Why does dialect matter?

SQL is a standard on paper, but every major database vendor has extended the language with its own syntax. A one-size-fits-all formatter either rejects valid queries or mangles vendor-specific tokens. Picking the right dialect means the parser recognizes:

  • PostgreSQL: DISTINCT ON (col), ::type casts, RETURNING, ILIKE, array operators like @>, dollar-quoted strings $$...$$, window frame exclusions.
  • MySQL / MariaDB: Backtick identifiers `col`, LIMIT offset, count, ON DUPLICATE KEY UPDATE, GROUP_CONCAT, storage engine hints.
  • SQLite: AUTOINCREMENT (not AUTO_INCREMENT), WITHOUT ROWID, limited ALTER TABLE forms, PRAGMA statements.
  • BigQuery: Backtick-wrapped `project.dataset.table` references, STRUCT/ARRAY literals, UNNEST, EXCEPT / REPLACE inside SELECT *.
  • MS SQL (T-SQL): TOP (n) instead of LIMIT, [bracketed] identifiers, OUTPUT clauses, GO batch separators, OFFSET … FETCH NEXT.
  • Oracle PL/SQL: (+) legacy join syntax, CONNECT BY, sequence .NEXTVAL, MERGE with WHEN MATCHED.
  • Snowflake: QUALIFY, LATERAL FLATTEN, semi-structured VARIANT access with colons.

When in doubt, start with Standard SQL β€” it handles the ANSI common core. If your query uses anything vendor-specific, switch to the matching dialect to avoid parse errors.

Format vs Minify

Format (pretty-print) adds line breaks and indentation to make queries auditable β€” ideal for code reviews, migrations, and documentation. Minify collapses whitespace to produce a single-line version suitable for embedding in source code strings, logs, or URL parameters. The Swap button lets you round-trip: format a minified query to inspect it, then minify it back.

Privacy

Nothing is uploaded. The parser and formatter execute in your browser, so production queries, schema names, and hardcoded values stay on your machine. Safe to use with sensitive SQL you'd never paste into a cloud service.

Frequently Asked Questions

Will formatting change the meaning of my query?

No. Formatting only rewrites whitespace, indentation, and optionally keyword case. The logical query β€” tables, columns, predicates, joins, subqueries β€” is preserved exactly. String literals and comments are also left untouched.

Why does my query fail to format?

The parser needs syntactically valid SQL. Common causes: unclosed quotes or parentheses, a dialect mismatch (e.g. trying to format MySQL backticks under Standard SQL), or mid-statement templating placeholders like {{var}}. Try switching dialects, or strip templating tokens before formatting.

Does minify remove comments?

Minify collapses whitespace and newlines. Single-line -- comments become problematic in one-line SQL because they comment out everything until a newline β€” so they're stripped. Block comments /* … */ are generally preserved but may be removed depending on placement. Review the output before pasting into code.

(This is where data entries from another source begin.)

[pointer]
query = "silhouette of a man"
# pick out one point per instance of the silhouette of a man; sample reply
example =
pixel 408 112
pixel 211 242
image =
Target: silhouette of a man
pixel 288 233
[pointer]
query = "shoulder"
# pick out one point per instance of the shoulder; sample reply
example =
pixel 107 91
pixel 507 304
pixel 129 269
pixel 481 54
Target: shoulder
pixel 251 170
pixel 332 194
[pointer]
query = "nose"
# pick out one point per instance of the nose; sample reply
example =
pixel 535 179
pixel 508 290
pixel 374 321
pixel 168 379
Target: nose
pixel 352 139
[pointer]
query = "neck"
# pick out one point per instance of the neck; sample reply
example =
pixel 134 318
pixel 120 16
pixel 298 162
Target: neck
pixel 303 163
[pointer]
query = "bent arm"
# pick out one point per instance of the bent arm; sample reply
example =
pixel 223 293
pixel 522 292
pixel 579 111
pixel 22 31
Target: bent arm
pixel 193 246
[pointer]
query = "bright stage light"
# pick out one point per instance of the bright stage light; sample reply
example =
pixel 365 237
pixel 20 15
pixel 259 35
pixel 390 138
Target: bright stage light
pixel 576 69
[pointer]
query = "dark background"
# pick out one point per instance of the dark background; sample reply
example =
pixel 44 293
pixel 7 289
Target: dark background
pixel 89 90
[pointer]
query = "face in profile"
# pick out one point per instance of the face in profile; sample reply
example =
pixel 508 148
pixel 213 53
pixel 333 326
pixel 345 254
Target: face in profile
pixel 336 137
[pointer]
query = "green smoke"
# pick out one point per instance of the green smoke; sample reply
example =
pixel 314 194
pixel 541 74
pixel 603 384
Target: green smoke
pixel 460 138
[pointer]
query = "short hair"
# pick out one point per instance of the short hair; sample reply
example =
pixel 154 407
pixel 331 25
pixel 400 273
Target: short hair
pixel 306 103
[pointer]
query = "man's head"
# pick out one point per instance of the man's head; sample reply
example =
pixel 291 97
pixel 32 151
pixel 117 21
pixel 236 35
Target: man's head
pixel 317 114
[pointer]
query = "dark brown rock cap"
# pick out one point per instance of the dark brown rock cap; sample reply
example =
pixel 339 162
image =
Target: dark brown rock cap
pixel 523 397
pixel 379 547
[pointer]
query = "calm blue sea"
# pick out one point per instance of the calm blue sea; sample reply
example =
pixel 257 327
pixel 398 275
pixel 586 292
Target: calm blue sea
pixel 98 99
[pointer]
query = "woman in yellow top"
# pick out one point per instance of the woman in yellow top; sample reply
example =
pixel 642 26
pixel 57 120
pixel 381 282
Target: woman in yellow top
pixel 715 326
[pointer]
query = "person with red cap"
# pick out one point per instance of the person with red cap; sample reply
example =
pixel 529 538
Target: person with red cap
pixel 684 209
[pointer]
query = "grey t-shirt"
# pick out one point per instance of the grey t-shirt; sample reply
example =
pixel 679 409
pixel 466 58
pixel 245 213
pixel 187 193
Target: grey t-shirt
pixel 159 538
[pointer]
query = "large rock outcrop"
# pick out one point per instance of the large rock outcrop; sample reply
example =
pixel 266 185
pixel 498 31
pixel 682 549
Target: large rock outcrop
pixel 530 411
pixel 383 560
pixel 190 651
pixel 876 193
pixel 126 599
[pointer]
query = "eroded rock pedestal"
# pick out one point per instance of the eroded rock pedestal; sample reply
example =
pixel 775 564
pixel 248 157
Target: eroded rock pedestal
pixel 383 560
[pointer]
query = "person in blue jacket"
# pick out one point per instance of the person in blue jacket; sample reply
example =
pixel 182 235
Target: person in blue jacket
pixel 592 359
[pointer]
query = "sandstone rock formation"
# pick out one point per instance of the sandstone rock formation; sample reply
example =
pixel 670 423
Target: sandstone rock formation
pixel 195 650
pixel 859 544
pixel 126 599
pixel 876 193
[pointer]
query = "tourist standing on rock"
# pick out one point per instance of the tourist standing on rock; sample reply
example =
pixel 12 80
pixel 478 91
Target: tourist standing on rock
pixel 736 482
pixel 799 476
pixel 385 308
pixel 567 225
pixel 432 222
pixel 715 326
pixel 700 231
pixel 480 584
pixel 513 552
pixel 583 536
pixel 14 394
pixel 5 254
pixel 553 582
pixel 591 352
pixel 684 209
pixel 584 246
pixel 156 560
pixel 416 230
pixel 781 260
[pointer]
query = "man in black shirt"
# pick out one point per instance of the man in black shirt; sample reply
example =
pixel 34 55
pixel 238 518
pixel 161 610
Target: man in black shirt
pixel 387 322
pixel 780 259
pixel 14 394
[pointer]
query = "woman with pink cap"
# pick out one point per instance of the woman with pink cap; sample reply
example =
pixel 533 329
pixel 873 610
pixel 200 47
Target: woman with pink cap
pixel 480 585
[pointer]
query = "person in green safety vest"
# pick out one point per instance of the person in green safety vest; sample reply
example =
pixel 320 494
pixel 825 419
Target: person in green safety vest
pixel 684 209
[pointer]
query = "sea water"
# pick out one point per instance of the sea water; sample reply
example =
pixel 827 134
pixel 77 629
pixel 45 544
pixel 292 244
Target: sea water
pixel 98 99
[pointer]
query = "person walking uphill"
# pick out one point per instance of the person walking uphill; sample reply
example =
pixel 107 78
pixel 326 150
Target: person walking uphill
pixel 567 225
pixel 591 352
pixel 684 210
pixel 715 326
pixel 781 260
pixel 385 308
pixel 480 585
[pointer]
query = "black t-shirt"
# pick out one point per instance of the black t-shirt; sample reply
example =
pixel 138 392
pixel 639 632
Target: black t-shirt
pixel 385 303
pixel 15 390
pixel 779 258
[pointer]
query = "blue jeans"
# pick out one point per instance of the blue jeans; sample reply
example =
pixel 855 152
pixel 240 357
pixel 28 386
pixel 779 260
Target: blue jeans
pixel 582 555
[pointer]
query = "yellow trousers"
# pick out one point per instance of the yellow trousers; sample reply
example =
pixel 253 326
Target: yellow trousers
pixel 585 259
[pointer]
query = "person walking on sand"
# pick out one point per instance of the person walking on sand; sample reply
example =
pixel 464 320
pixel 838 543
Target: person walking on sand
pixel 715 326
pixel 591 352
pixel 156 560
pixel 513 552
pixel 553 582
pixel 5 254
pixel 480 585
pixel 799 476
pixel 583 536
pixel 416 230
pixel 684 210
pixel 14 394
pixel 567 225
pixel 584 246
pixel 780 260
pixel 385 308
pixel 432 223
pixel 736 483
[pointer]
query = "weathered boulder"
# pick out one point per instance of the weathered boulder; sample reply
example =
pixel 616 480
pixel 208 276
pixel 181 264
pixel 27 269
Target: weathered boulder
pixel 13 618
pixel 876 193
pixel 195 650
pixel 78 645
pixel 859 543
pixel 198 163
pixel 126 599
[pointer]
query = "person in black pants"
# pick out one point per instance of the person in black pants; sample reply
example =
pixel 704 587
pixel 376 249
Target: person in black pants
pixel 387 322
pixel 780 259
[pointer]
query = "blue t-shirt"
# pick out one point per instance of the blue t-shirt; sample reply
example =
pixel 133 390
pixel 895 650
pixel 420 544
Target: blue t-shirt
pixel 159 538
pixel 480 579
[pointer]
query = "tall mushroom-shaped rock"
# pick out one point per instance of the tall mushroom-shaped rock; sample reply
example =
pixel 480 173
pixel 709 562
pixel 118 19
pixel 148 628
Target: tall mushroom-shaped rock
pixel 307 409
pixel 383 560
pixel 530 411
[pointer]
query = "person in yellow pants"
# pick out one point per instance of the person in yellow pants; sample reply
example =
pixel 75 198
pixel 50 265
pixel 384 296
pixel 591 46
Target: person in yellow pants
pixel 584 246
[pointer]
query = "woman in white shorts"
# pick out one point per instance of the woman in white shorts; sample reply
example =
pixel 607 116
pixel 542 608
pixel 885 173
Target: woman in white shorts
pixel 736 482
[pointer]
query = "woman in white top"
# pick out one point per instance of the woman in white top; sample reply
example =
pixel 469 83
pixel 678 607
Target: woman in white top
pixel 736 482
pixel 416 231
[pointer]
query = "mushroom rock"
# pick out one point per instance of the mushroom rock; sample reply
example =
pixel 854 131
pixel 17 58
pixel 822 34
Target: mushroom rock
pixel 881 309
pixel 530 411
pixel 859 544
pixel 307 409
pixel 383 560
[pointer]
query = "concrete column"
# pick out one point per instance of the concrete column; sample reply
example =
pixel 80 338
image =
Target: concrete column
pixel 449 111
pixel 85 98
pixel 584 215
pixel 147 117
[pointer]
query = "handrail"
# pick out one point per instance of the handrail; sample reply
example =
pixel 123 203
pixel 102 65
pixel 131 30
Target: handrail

Can I format a file with multiple statements?

Yes. Separate statements with semicolons and they'll each be formatted independently. This works well for migration scripts, seed files, and multi-statement stored procedure bodies.

Should keywords be uppercase or lowercase?

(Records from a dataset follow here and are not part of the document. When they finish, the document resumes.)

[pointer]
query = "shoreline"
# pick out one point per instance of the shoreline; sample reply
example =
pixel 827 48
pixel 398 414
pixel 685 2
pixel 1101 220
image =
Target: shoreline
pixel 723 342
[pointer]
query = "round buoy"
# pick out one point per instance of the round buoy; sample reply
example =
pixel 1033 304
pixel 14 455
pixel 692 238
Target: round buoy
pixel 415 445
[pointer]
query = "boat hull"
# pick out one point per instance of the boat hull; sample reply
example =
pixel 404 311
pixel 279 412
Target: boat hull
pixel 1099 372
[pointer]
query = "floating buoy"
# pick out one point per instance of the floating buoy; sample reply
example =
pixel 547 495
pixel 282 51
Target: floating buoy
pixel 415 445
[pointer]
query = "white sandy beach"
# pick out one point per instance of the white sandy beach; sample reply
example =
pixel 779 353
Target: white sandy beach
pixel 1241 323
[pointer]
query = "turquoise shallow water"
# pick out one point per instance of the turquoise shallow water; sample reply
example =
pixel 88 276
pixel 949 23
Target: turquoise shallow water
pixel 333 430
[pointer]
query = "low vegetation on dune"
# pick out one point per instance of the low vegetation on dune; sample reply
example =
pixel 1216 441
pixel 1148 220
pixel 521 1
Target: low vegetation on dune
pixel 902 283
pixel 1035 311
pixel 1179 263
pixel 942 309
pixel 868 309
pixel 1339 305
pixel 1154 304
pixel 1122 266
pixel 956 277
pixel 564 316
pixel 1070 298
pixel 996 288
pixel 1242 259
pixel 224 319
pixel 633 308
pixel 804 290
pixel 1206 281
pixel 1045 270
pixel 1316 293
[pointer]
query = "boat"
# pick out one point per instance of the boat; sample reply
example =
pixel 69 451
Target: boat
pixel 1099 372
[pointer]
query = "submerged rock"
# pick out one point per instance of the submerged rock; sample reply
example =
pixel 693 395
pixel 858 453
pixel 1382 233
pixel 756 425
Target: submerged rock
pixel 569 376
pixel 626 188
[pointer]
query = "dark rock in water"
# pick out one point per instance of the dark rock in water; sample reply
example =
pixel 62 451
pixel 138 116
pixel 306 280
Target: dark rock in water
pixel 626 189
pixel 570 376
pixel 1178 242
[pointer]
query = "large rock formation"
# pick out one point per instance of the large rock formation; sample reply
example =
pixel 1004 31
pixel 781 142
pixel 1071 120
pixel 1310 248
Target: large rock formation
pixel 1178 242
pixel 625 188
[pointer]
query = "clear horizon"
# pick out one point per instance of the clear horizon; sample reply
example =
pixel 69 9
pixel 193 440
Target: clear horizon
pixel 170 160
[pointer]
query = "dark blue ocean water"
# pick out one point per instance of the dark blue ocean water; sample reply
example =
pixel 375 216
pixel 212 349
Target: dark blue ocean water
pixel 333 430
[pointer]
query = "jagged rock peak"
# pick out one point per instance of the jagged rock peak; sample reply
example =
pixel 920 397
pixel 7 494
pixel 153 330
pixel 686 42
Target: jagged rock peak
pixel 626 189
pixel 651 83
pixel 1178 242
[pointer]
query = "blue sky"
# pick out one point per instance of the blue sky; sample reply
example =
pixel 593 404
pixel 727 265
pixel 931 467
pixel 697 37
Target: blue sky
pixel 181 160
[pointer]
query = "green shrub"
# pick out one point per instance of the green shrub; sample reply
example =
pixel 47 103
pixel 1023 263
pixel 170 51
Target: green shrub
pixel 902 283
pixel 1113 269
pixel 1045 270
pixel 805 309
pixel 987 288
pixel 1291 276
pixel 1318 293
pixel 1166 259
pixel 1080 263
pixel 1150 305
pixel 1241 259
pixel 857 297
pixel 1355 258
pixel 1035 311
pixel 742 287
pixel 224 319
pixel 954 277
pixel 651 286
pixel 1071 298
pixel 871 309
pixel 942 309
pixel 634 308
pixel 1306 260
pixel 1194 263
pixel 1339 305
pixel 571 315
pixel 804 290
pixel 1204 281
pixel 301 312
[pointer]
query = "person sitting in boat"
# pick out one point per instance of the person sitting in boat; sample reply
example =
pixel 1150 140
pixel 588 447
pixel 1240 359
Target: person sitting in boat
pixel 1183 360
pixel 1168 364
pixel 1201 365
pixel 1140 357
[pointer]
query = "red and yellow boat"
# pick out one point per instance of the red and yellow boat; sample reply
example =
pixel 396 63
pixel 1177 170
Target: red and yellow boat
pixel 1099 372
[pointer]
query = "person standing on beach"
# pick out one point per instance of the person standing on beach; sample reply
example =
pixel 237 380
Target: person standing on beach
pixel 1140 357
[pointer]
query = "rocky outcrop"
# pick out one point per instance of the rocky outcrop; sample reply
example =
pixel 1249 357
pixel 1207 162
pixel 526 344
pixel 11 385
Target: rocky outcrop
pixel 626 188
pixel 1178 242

It's a style preference. Uppercase keywords (SELECT, FROM, WHERE) are the traditional convention and make queries easier to scan because keywords stand out from identifiers. Lowercase is growing in popularity in modern codebases for readability and because editors already syntax-highlight. Pick one and apply it consistently across your project.